Indicator OTUs from the order Caulobacterales were selected as the exclusive indicator OTU for the WAP zone (Figure 7 and Supplementary Table 6). The order Rickettsiales (SAR116) was characterized the BS zone with 77% of the indicator OTUs sequences (Figure 7 and Supplementary Table 6). Puniceicoccales was the second major OTUs indicator in the MB zone (31%), being mostly restricted to this zone and the SA zone where it was found in less abundance among the indicators OTUs (0.67%) (Figure 7 and Supplementary Table 6). MC was the second zone that presented a high number of indicators OTUs (281 OTUs). Furthermore, OTUs from the order Campylobacterales were selected as exclusive indicator OTUs for this zone (Figure 7 and Supplementary Table 6).

Discussion

Our study reports the biogeography of marine microbes in a vast and sparsely studied area of the SO. The patterns of community composition show that both the active fraction and the standing stock of bacterioplankton assemblages are structured by both key environmental parameters (temperature, salinity, POC, PON, and silicic acid) (27% of the variance) and by geographical distance (10% of the variance). The estimated amount of variance in our study was similar to the values reported in a review by Hanson et al. (2012). They point out that the average variance explained by environmental effect is 27% compared to 10% for a distance effect, highlighting that the contemporary selection may turn out to have a greater effect on microbial composition than historical processes on the biogeography of microorganisms. Among the factors that could have explained microbial community composition but that we could not measure in this study, the selection, drift, dispersal, and diversification (mutation) are the fundamental ecological processes (Hanson et al., 2012; Nemergut et al., 2016). Dispersal and drift have been identified as the important ecological processes in biogeographical studies conducted in marine environments (Lindström and Langenheder, 2012; Wilkins et al., 2013b).

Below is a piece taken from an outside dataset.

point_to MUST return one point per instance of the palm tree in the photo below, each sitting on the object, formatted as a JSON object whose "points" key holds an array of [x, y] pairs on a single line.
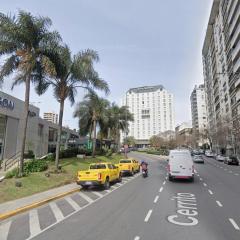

Spatial distance has been proposed as a barrier for dispersal in marine microorganisms (Cho and Tiedje, 2000; Ramette and Tiedje, 2007). In most of the combinations tested in this study, dissimilarity increased as the geographical distance between communities increased (Figure 5). This strong distance–decay relationship can be associated with decreasing similarity in environmental parameters and hydrography with the increasing geographical distance. However, the amount of variance explained by distance vs. environmental factors will depend on the sampling scale (Martiny et al., 2006). A large spatial geographical distance was covered in our study (~6,500 km) for which distance would be expected to dominate over the environmental variation. However, the environmental characteristics of each sampled zone were stronger in driving the variability of the bacterioplankton communities, pointing out that the observed biogeographical patterns are a combination of both distance and environmental factors.

Strong distance–decay patterns were also encountered in communities that were not geographically distant. This was the case for SA vs. PF zones, AS vs. WAP zones, and BS vs. AS zones, all of them separated by <250 km of distance. Several studies indicate that oceanographic properties of water masses and fronts play a significant role in the structure of bacterioplankton communities (Galand et al., 2010; Wilkins et al., 2013a; Baltar et al., 2016; Djurhuus et al., 2017). The strong shift in community composition observed here within short distances could be due to the presence of different water masses. In particular, some samples obtained within the SA zone were collected in the southern branch of SAF and PF; meanwhile, the majority of the samples from the PF zone were obtained in the sACCf (Supplementary Figure 1). Likewise, the samples collected for the AS zone did not cross any front, unlike those collected in the WAP zone, which mostly established themselves in the sbACC (Supplementary Figure 1). In the case of BS, the samples obtained were located within the sACCf. This result demonstrates that SO fronts can act as significant biogeographical boundaries, generating significant changes in the community composition of spatially near bacterioplankton communities.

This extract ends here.